Completion Checklist (All Required)
- Review diff/patch.
- Run
git status --short and git diff --stat.
- Inspect full diff for correctness, scope control, and accidental edits.
- Reflect: cleanup.
- Remove dead code, debug output, TODO placeholders, and temporary files.
- Confirm no tests were weakened to force passing.
- Reflect: optimality.
- Verify the issue is solved in the simplest robust way.
- Confirm docs and design alignment for behavior changes.
- Run real tests (not mocked shortcuts).
- Export environment first:
export $( < ~/.env.d/codex.env )
export $( < .env )
- Run unit/integration tests relevant to the touched area.
- If agent behavior/routing/tools/eval logic changed, run at least one Slack eval.
- Fail the checklist if tests were skipped without explicit justification.
- Run GitHub evaluation tests for agent collaboration.
- Use
scripts/eval_github_e2e.py scenarios relevant to the task.
- Verify and report:
- different GitHub App identities participated as different agents
- correct existing
@githubapphandle mentions were used
- agents communicated/handoff occurred across thread(s)

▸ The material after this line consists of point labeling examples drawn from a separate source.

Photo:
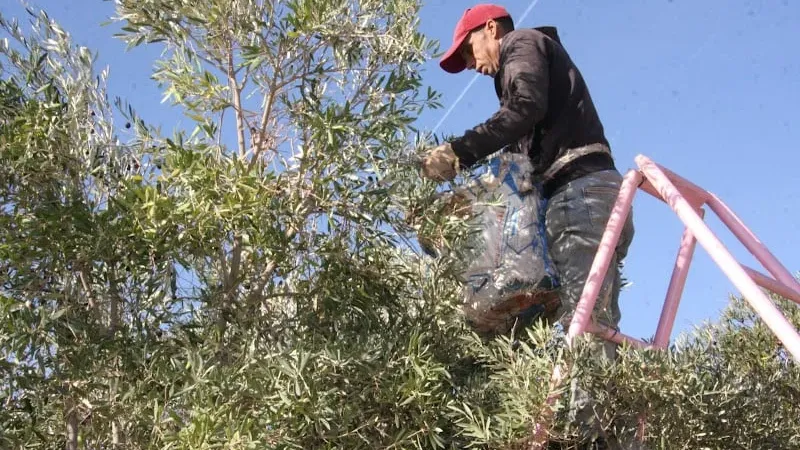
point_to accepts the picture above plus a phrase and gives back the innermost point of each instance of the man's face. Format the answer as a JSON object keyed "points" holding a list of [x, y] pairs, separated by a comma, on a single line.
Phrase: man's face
{"points": [[481, 49]]}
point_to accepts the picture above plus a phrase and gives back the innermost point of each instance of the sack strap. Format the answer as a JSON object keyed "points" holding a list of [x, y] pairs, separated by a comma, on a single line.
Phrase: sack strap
{"points": [[572, 155]]}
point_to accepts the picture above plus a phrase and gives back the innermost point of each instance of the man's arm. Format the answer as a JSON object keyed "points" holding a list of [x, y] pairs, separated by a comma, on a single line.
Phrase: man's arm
{"points": [[525, 84]]}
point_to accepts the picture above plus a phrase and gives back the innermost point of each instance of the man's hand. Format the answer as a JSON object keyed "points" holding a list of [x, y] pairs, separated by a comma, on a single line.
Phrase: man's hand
{"points": [[440, 164]]}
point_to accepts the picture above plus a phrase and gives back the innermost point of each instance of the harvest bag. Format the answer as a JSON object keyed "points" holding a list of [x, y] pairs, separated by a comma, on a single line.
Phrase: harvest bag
{"points": [[509, 274]]}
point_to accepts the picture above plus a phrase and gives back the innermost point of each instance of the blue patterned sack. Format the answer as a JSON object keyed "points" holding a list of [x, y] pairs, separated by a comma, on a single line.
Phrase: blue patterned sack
{"points": [[509, 276]]}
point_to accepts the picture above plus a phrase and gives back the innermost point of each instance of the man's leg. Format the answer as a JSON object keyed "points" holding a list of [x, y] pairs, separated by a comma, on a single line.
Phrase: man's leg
{"points": [[577, 215]]}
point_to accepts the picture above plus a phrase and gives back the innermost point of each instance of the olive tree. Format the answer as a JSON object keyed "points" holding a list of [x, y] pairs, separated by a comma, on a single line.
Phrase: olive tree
{"points": [[254, 281]]}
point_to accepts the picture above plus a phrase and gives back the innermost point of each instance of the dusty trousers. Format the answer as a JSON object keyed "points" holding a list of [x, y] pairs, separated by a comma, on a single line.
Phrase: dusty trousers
{"points": [[576, 217]]}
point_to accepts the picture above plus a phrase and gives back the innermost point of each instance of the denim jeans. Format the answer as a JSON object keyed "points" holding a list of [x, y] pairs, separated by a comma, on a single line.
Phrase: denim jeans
{"points": [[576, 218]]}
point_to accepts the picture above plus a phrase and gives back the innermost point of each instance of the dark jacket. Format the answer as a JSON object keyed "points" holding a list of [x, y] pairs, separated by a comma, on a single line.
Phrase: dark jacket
{"points": [[545, 107]]}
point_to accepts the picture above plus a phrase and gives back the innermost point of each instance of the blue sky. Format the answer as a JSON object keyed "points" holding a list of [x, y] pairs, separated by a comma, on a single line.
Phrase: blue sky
{"points": [[709, 89]]}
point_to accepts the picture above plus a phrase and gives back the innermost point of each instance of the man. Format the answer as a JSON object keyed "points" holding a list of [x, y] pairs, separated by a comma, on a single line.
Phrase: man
{"points": [[545, 111]]}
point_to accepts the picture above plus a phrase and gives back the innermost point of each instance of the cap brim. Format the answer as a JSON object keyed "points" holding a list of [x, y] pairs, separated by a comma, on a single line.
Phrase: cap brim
{"points": [[452, 61]]}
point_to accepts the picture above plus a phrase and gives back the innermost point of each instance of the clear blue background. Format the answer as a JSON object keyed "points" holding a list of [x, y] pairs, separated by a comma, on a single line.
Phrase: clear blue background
{"points": [[710, 89]]}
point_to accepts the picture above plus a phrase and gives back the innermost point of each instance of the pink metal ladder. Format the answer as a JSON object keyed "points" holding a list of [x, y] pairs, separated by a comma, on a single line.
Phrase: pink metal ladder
{"points": [[686, 200]]}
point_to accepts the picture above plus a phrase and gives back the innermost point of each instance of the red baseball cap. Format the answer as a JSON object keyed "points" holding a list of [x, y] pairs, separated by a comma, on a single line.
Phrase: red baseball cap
{"points": [[473, 18]]}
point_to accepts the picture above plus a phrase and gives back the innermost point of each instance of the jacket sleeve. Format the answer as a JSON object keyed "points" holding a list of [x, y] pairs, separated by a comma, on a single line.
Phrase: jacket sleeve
{"points": [[524, 85]]}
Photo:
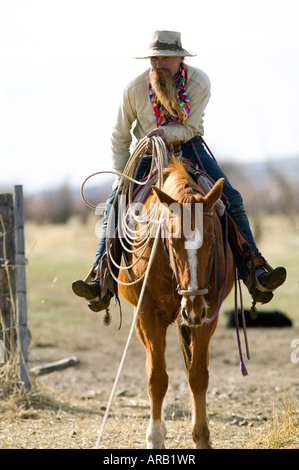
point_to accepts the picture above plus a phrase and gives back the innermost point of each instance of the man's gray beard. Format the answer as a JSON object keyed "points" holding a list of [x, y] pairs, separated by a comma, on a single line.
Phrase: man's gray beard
{"points": [[164, 87]]}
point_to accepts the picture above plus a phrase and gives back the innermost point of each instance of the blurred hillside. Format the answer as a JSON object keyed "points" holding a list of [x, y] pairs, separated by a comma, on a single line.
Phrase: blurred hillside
{"points": [[271, 187]]}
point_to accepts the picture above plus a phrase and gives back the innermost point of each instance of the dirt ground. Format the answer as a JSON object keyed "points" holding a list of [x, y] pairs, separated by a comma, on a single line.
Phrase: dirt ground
{"points": [[66, 407]]}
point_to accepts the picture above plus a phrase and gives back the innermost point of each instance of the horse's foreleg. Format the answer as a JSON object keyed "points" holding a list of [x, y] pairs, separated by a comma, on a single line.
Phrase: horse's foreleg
{"points": [[153, 335], [199, 381]]}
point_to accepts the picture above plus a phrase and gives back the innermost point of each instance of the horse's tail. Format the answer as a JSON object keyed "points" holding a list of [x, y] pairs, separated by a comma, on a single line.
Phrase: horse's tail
{"points": [[184, 333]]}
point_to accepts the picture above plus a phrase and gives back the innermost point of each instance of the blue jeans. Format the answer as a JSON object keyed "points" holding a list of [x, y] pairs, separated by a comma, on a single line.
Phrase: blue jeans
{"points": [[235, 201]]}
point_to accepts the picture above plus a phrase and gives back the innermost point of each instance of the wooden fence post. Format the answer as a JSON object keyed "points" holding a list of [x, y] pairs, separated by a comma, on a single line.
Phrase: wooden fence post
{"points": [[20, 282], [13, 303]]}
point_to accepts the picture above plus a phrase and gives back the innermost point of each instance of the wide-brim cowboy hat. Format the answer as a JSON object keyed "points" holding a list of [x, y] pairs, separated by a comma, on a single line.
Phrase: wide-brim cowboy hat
{"points": [[166, 43]]}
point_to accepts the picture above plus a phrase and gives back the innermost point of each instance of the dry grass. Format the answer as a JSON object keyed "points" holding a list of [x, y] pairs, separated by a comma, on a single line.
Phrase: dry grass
{"points": [[65, 409], [283, 429]]}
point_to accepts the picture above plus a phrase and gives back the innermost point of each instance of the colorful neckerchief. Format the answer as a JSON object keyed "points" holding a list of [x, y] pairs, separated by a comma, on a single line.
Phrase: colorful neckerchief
{"points": [[162, 116]]}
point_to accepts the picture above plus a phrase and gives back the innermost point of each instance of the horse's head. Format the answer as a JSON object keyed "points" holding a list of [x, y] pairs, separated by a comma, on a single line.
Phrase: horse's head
{"points": [[191, 240]]}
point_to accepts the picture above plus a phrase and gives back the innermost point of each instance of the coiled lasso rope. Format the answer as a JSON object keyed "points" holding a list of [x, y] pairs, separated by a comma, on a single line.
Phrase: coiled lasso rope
{"points": [[150, 218]]}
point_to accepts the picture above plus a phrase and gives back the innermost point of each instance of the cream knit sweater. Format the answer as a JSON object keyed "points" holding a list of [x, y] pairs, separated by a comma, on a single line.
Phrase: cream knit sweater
{"points": [[136, 113]]}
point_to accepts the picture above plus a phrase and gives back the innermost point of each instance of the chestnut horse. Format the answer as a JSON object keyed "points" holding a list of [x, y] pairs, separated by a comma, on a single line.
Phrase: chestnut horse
{"points": [[204, 275]]}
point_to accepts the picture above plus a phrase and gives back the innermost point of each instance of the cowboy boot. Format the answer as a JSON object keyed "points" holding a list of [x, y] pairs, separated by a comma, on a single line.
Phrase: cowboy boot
{"points": [[92, 291], [265, 282]]}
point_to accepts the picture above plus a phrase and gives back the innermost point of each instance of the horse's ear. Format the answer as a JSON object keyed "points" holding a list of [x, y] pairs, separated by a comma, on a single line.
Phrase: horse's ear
{"points": [[213, 195], [163, 197]]}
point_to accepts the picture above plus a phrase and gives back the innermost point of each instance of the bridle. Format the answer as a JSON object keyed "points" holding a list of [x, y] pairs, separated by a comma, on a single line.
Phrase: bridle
{"points": [[173, 265]]}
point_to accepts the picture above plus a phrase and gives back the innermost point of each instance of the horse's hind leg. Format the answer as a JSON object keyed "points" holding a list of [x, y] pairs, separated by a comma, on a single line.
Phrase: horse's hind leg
{"points": [[152, 333], [199, 381]]}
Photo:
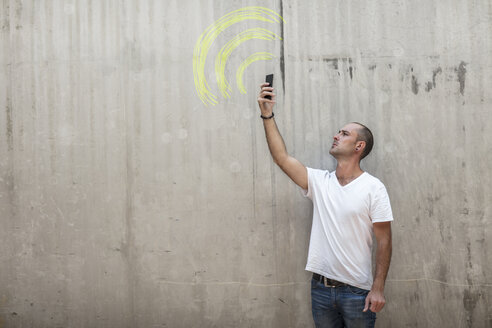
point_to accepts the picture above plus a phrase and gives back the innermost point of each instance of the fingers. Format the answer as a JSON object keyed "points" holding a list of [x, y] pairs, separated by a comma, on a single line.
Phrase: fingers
{"points": [[377, 306], [367, 304], [373, 304], [266, 91]]}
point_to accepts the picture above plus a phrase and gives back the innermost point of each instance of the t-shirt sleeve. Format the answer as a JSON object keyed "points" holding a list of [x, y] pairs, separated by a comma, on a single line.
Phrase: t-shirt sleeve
{"points": [[315, 177], [380, 206]]}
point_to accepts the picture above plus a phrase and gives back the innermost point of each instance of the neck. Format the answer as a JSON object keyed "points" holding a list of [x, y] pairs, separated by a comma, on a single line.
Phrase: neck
{"points": [[348, 169]]}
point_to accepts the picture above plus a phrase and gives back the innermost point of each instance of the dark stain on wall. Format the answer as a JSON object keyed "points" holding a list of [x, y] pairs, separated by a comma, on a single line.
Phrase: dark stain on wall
{"points": [[10, 138], [415, 84], [471, 296], [461, 72], [430, 85]]}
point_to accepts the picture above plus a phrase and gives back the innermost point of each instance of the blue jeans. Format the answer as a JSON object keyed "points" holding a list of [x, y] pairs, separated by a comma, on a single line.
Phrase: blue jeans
{"points": [[340, 307]]}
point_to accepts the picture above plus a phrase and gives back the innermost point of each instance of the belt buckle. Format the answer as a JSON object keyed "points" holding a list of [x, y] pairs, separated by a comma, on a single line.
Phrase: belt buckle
{"points": [[326, 283]]}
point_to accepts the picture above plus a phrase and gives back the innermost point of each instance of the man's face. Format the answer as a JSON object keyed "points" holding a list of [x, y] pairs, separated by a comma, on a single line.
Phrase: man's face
{"points": [[345, 141]]}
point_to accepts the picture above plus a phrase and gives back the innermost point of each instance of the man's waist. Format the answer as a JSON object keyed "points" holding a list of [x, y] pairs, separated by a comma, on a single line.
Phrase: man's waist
{"points": [[328, 282]]}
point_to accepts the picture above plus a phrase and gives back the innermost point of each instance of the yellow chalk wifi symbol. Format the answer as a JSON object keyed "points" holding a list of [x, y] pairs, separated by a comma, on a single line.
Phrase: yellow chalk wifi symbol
{"points": [[205, 41]]}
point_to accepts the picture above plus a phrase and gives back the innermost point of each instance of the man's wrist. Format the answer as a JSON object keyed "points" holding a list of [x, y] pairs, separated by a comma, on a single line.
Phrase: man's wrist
{"points": [[267, 116], [378, 286]]}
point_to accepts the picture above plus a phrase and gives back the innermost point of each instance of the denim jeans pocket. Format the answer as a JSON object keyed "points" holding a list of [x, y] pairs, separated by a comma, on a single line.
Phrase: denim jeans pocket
{"points": [[314, 284], [358, 291]]}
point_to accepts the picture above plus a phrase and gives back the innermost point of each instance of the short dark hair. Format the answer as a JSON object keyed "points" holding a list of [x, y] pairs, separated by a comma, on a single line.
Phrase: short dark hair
{"points": [[364, 134]]}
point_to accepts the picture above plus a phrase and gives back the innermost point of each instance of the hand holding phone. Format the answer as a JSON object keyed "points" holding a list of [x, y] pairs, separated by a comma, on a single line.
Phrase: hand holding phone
{"points": [[269, 80]]}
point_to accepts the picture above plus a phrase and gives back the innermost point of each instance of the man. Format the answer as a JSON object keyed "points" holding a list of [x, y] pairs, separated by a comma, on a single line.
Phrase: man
{"points": [[349, 206]]}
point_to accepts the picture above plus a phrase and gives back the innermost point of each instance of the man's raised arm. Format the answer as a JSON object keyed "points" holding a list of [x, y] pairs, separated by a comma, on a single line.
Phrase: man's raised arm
{"points": [[291, 166]]}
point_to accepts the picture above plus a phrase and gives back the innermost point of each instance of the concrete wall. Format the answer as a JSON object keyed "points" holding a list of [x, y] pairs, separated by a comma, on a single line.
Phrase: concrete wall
{"points": [[126, 202]]}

- if assignment is non-assignable for role bots, report
Assignment fallback mode evidence and bot replies after trigger
- Run Slack evaluation tests for agent collaboration.
- Use
scripts/eval_slack_e2e.py scenarios relevant to the task.
- Verify and report:
- different Slack app identities participated as different agents
- correct existing
@slackapphandle mentions were used
- agents communicated/handoff occurred
- Slack thread URL is included and manually reviewed against requirements
- transcript evidence is copied from the generated eval report
Conversation History section (real run only)
- For
github_issue_pr_handoff_slack, require post-check pass for:
Slack required roles responded
Slack distinct role app identities
- Create PR and verify checks.
- Create a PR linked to the issue (
Fixes #<issue>).
- Confirm required GitHub checks pass before completion claim.
Minimum Command Set
git status --short
git diff --stat
git diff
export $( < ~/.env.d/codex.env )
export $( < .env )
uv run python -m pytest tests/ -v
uv run python scripts/eval_slack_e2e.py --scenario github_issue_pr_handoff_slack --channel C0ALG01DLJV --timeout 600
uv run python scripts/eval_github_e2e.py --scenario github_issue_pr_handoff_github --repo VibeTechnologies/vibeteam-eval-hello-world --pr 1 --actor-login OpenCodeEngineer --issue-role software_engineer --issue-assignee 'vibeteam-swe-bot-260301[bot]' --timeout 600
Evidence Required In Final Report
- Docs referenced:
docs/testing.md
docs/design.md
docs/requirements.md
- Design decisions applied: decision, reason, impact.
- Test results: exact commands + pass/fail summary.
- Eval artifacts:
- Slack thread URL(s) and transcript summary.
- GitHub thread URL(s).
- Report file paths in
results/eval_reports/.
- At least one quoted message per required role from the report transcript (no placeholders).
- Clear verdict:
COMPLETED only when every checklist item is satisfied.